The state of affairs in France prognosticated extraordinary events. You became alarmed for the effect of them in Corsica. The same madness with which we were possessed before the war, began, to your great scandal, to infect that amiable people. You comprehended the consequences; for, if noble sentiments were to gain an ascendency in public opinion, you would become no better than a traitor, instead of being a man of prudence and good sense. What was still worse, if ever noble sentiments were again to stir the blood of our ardent countrymen, and if ever a national government were to be the result of such sentiments, what would become of you? Your own conscience then began to terrify you. Restless, however, and unhappy as you were, you did not yield to your conscience. You resolved to risk every thing for every thing—but you played your game skilfully. You married, to strengthen your interest. A respectable man, who, relying on your word, had given his sister to your nephew, found himself abused. Your nephew, whose patrimony you had swallowed up in order to increase an inheritance which was to have been his own, was reduced to poverty, with a numerous family.

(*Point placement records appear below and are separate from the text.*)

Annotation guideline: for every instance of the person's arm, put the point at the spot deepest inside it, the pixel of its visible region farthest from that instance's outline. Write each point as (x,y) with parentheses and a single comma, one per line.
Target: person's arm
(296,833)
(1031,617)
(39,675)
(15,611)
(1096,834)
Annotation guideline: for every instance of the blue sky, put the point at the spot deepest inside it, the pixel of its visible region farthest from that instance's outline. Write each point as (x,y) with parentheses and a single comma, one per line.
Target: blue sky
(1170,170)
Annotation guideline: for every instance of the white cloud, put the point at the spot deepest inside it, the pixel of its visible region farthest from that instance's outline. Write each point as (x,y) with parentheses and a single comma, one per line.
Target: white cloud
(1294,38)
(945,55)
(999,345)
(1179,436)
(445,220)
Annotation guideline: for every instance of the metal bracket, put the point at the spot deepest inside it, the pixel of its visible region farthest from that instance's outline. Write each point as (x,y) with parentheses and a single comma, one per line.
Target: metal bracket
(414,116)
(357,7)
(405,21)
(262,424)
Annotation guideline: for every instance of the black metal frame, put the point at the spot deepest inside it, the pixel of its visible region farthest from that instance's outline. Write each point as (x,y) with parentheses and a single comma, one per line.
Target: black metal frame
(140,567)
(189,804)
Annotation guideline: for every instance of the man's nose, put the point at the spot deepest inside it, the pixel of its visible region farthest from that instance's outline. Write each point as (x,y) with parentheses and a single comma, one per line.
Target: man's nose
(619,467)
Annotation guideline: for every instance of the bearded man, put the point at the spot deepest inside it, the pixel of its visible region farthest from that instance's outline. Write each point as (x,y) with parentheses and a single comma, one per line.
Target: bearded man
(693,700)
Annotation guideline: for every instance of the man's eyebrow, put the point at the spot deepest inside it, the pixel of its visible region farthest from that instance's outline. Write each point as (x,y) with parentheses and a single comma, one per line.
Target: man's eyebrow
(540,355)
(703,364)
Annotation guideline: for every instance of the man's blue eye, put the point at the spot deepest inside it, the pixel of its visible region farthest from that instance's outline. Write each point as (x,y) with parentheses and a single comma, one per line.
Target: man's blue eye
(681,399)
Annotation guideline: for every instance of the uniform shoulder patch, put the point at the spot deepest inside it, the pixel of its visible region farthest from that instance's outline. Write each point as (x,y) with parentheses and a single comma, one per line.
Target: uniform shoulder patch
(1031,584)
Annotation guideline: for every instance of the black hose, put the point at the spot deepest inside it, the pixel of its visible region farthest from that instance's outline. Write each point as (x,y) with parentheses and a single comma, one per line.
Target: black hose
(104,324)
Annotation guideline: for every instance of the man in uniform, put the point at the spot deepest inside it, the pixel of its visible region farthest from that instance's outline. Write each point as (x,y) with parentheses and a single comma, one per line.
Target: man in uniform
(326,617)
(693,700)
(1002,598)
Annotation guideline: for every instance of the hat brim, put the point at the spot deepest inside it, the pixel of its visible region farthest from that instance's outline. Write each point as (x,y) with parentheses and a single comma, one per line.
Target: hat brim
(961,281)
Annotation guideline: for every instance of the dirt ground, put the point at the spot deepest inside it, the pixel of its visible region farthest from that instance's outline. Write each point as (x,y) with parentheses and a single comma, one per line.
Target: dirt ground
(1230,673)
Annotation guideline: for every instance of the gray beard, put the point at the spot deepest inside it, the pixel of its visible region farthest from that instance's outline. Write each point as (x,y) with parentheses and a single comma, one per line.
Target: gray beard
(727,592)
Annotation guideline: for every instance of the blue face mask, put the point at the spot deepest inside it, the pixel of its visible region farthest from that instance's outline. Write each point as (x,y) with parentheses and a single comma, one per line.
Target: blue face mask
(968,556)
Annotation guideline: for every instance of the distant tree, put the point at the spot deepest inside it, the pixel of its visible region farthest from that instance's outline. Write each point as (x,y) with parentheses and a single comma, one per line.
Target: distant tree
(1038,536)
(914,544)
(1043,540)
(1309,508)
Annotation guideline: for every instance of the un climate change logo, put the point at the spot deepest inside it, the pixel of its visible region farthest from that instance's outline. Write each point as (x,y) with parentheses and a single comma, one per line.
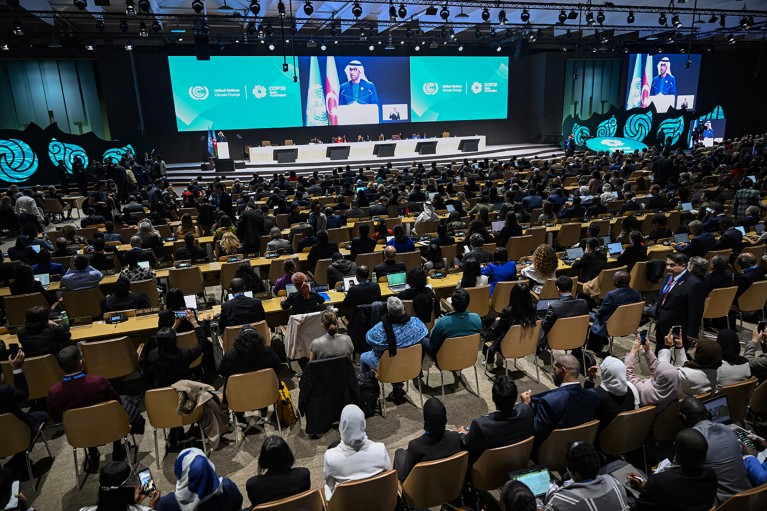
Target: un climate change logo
(198,92)
(430,88)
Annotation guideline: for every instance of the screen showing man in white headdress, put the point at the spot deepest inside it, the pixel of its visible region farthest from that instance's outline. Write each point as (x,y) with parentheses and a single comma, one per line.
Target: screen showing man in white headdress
(357,90)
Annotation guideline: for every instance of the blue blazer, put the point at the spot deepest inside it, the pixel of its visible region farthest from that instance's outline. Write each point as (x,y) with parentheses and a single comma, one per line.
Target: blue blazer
(562,407)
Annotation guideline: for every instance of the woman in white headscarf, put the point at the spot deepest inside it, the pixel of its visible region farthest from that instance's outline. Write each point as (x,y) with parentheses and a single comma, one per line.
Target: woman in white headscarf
(356,456)
(616,393)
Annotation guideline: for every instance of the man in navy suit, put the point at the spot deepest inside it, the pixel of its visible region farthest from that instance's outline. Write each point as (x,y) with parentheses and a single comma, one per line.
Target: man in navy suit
(700,243)
(567,405)
(681,300)
(621,295)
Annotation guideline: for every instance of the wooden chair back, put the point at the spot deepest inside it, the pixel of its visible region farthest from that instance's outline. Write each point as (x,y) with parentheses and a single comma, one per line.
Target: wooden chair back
(552,451)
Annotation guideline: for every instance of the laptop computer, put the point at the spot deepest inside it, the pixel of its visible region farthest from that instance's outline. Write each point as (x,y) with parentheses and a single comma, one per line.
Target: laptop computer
(537,479)
(396,281)
(349,282)
(615,248)
(571,254)
(497,226)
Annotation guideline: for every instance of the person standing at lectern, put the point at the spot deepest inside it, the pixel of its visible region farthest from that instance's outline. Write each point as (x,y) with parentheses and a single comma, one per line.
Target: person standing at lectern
(357,90)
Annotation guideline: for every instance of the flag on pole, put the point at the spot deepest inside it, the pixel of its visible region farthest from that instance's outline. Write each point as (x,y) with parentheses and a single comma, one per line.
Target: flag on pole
(332,86)
(646,82)
(316,111)
(635,89)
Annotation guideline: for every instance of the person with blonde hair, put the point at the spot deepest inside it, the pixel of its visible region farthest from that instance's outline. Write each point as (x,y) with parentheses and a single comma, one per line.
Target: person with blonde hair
(332,344)
(303,300)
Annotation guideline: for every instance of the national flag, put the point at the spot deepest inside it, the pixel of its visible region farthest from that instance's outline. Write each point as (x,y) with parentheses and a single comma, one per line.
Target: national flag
(635,88)
(332,87)
(647,82)
(316,111)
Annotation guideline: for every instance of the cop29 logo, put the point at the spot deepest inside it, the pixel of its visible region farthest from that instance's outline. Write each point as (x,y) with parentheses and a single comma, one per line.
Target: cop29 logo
(430,88)
(198,92)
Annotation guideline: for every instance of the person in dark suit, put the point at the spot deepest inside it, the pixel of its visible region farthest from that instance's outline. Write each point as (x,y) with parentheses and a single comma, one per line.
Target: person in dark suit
(567,306)
(680,301)
(509,424)
(239,309)
(363,244)
(435,443)
(565,406)
(390,265)
(279,479)
(621,295)
(685,486)
(700,243)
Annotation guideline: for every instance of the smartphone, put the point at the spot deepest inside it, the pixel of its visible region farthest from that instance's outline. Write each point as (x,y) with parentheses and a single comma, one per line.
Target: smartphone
(146,481)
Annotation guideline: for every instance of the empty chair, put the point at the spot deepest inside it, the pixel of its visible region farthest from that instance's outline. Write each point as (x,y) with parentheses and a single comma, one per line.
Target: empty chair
(433,483)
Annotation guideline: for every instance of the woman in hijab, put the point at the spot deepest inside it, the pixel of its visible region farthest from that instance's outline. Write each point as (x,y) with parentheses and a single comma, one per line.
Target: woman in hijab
(699,374)
(434,444)
(734,367)
(198,487)
(616,394)
(356,456)
(660,389)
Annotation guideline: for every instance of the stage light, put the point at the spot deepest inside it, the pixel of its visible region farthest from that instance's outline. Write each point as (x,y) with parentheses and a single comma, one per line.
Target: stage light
(444,13)
(357,9)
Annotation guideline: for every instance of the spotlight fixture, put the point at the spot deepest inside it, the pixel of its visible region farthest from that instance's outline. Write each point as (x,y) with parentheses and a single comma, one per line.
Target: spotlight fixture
(444,13)
(357,9)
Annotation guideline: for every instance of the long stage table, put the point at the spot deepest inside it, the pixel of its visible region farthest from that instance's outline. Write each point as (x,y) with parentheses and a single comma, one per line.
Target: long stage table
(406,147)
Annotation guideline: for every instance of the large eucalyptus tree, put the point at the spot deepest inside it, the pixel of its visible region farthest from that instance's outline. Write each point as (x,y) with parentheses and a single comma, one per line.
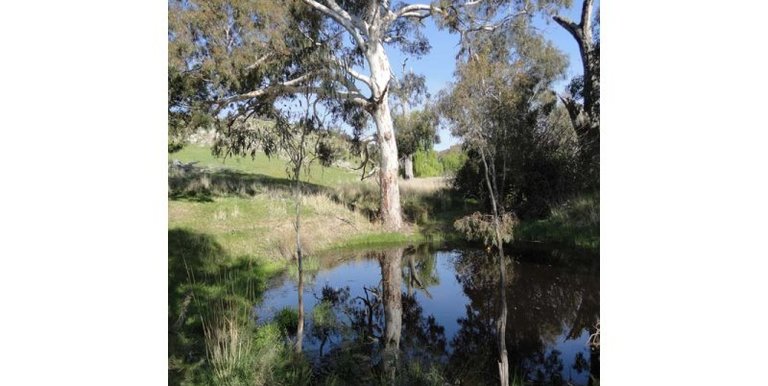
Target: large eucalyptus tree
(232,60)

Having arranged your domestic affairs, you cast your eyes over the country. You saw it smoking with the blood of its martyrs, heaped with numerous victims, and, at every step, inspiring only ideas of vengeance. But you saw the ruffian soldier, the insolent pettifogger, the greedy tax-gatherer, lord it without contradiction; and the Corsican, groaning under the weight of triple chains, neither daring to think of what he was, nor to reflect on what he still might be. You said to yourself, in the joy of your heart, "Things go on well, and the only thing is to keep them so." And straightway you leagued yourself with the soldier, the pettifogger, and the tax-gatherer. The only point now to be attended to was, to procure deputies who should be animated by congenial sentiments; for, as to yourself, you could never suppose that a nation which was your enemy would choose you for her representative. But you necessarily changed your opinion, when the letters of convocation, by an absurdity which was perhaps the result of design, determined that the deputy from the nobility should be appointed by an assembly composed of only twenty-two persons. All that was necessary was to obtain twelve votes. Your associates in the higher council laboured with activity. Threats, promises, caresses, money, all were put in action. You succeeded. Your friends were not so successful among the Commons. The first president failed; and two men of exalted ideas—the one the son, the brother, the nephew, of the most zealous defenders of the common cause—the other a person who had seen Sionville and Narbonne, and whose mind was full of the horrid actions he had seen, while he lamented his own want of power to oppose them;—these two men were proclaimed deputies, and their appointment satisfied the wishes of the nation. The secret chagrin, the suppressed rage, which were every where caused by your appointment, form the best eulogy on the skill of your manœuvres, and the influence of your league.

When you arrived at Versailles, you were a zealous Royalist. When you now arrived at Paris, you must have seen with much concern, that the government, which it was wished to organize upon so many ruins, was the same with that which, in our country, had been drowned in so much blood.

The efforts of the unprincipled were powerless; the new constitution being admired by all Europe, and having become an object of interest to every thinking being, there remained for you but one resource. This was, to make it be believed that this constitution was not adapted to our island; although it was exactly the same with that which had produced such good effects, and which it cost so much blood to deprive us of.